I have been using C++ for almost two decades, and I am surprised that I did not discover this before now. Take a look at the following code. What will it print when compiled and run on a 64-bit system?
C++
void decaying(char value[24])
{
std::cout << "value contains " << sizeof (value) << "bytes\n";
}
Hopefully, you surmised that since T1
is open to the implicit conversion to a pointer to a char
, the sizeof
call will return the size of a 64-bit pointer. Therefore, this string
would be printed "T1 contains 8 bytes
".
I discovered this when I was building my Alchemy unit-tests to verify that the size of an array data type was properly calculated from a TypeList
definition. It only took a little bit of research for me to discover there is actually a special declaratory that can be used to force the compiler to prevent the implicit conversion of the array. Depending on your compiler and settings, you may get a helpful warning when this conversion is applied.
This declarator is called a noptr-declarator
. To invoke this declaratory, use a *
, &
or &&
in front of the name of the array. Parenthesis will also need to be placed around the operators and the name of the array. The resulting definition becomes a pointer or a reference to an array of type T
, rather than simply a pointer to T
. The sample below shows the declaration that is required to avoid the implicit cast.
C++
void preserving(char (&value)[24])
{
std::cout << "value contains " << sizeof (value) << "bytes\n";
}
Here is a brief example to demonstrate the syntax and differences:
int main(int argc, char* argv[])
{
char input[24];
std::cout << "input contains " << sizeof(input) << " bytes\n";
decaying(input);
preserving(input);
return 0;
}
Output
main: input contains 24 bytes
decaying: value contains 8 bytes
preserving: value contains 24 bytes
This simple modification allowed me to preserve the type information that I needed to properly process array data types in Alchemy. In my next entry, I will demonstrate how template specialization can be used to dismantle the array to determine the type and the rank (number of elements) that are part of its definition.
std::decay<T>
This function is part of the C++ Standard Library starting with C++ 14. It can be used to programmatically perform the implicit casts of type decay on a type. This function will also remove any cv-qualifiers (const
and volatile
). Basically, the original type T
will be stripped down to its basic type.
I haven't had a need to use this function in Alchemy. However, it is helpful to know about these utility functions and what is possible if I ever find the need to extract only the type.
Summary
The C++ compiler is a very powerful tool. Sometimes, it attempts to coerce types and data into similar forms in order to compile a program. In most cases, this is a very welcome feature because it allows for much simpler expressions and reduces clutter. However, there are some cases where the implicit casts can cause grief.

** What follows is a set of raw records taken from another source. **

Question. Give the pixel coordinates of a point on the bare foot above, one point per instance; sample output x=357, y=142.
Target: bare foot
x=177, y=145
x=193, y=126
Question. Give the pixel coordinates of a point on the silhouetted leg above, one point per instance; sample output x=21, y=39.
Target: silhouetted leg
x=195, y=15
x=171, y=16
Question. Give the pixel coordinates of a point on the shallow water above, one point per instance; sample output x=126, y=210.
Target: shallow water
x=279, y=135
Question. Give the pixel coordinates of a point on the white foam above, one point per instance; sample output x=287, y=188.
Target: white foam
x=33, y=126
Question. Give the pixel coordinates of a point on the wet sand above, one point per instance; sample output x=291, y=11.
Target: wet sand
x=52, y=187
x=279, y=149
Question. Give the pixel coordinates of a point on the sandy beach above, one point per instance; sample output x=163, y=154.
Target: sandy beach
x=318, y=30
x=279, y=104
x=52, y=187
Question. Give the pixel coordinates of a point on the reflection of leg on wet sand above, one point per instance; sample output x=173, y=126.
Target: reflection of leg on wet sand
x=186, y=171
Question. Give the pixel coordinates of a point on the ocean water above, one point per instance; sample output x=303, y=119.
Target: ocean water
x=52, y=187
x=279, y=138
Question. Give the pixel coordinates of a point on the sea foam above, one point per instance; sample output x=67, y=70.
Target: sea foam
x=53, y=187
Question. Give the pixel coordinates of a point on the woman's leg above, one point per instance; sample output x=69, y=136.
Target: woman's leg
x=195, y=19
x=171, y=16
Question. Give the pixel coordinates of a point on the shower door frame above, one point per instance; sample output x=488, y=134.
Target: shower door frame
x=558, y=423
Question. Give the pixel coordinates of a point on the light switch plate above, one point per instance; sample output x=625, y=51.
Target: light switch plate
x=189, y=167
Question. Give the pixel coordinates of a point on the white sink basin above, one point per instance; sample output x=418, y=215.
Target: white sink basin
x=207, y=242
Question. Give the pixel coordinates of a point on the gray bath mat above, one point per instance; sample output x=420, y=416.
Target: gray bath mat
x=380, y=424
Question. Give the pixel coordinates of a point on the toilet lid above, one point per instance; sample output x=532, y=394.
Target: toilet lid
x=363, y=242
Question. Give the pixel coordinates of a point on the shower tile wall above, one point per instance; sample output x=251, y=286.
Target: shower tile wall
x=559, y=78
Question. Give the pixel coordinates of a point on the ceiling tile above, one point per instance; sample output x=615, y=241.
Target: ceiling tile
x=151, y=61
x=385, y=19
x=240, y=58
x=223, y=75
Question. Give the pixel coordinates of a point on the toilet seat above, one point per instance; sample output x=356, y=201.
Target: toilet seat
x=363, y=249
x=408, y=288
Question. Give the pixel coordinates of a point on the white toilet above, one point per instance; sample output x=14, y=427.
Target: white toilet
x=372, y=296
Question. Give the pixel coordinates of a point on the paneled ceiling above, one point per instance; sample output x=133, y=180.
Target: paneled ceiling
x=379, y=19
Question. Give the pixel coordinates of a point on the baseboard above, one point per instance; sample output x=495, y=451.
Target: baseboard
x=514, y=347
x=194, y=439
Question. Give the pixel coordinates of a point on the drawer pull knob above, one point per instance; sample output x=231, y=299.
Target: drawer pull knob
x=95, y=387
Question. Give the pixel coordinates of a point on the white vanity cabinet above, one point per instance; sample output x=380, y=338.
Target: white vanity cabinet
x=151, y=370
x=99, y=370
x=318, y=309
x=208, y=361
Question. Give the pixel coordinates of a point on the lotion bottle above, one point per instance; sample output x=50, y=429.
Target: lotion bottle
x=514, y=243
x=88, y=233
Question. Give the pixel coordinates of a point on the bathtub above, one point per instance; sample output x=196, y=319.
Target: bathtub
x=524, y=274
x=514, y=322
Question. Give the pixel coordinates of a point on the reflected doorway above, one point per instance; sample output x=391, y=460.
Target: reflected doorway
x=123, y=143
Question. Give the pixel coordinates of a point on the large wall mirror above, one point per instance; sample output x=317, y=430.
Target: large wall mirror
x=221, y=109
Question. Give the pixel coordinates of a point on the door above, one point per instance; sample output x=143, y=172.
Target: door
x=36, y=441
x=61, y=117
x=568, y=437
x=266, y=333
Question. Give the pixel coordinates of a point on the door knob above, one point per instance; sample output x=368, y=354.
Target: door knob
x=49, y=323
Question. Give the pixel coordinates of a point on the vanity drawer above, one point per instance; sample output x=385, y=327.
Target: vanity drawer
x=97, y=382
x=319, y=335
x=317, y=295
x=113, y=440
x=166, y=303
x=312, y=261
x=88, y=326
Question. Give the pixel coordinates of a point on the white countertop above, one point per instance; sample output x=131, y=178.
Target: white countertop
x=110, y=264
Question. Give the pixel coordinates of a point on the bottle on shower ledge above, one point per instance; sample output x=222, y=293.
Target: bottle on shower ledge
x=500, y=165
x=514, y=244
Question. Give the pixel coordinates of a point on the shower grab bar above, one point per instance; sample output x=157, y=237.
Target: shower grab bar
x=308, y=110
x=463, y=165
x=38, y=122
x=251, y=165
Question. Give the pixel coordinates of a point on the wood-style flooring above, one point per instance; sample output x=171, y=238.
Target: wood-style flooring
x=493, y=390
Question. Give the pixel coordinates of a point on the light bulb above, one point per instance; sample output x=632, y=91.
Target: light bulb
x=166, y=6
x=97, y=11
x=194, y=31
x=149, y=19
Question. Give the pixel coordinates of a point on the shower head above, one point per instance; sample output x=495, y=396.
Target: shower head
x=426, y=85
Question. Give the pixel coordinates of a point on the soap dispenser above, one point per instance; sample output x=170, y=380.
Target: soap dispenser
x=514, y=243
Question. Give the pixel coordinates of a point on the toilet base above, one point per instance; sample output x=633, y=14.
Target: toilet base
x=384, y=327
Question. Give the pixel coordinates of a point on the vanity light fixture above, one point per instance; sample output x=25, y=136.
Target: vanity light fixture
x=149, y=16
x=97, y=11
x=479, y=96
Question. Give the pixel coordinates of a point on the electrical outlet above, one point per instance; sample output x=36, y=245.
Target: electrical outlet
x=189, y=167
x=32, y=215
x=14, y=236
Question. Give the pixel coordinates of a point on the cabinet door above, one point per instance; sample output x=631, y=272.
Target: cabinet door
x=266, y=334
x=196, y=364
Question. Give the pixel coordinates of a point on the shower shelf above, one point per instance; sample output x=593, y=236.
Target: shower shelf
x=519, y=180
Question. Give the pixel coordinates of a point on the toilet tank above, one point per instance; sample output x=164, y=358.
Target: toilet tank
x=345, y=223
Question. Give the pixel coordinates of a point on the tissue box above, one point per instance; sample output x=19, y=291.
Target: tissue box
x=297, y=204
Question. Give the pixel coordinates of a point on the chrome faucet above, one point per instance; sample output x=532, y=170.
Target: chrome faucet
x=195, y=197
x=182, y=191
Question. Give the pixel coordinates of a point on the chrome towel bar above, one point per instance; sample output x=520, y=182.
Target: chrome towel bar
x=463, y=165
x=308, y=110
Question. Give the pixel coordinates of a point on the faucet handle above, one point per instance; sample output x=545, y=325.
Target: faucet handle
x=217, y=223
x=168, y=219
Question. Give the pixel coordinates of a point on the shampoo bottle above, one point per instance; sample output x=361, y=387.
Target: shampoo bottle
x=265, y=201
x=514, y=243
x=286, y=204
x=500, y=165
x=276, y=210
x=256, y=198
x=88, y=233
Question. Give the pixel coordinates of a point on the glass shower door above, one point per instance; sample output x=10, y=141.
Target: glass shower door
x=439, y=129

I stumbled upon the array to pointer type decay conversion during my development of Alchemy. Fortunately, there are ways for me to avoid this automatic conversion from occurring and I was able to work through this issue. Subtleties like this rarely appear during development. It is definitely nice to be aware that these behaviors exist, so you can determine how to work around them if you ever encounter one.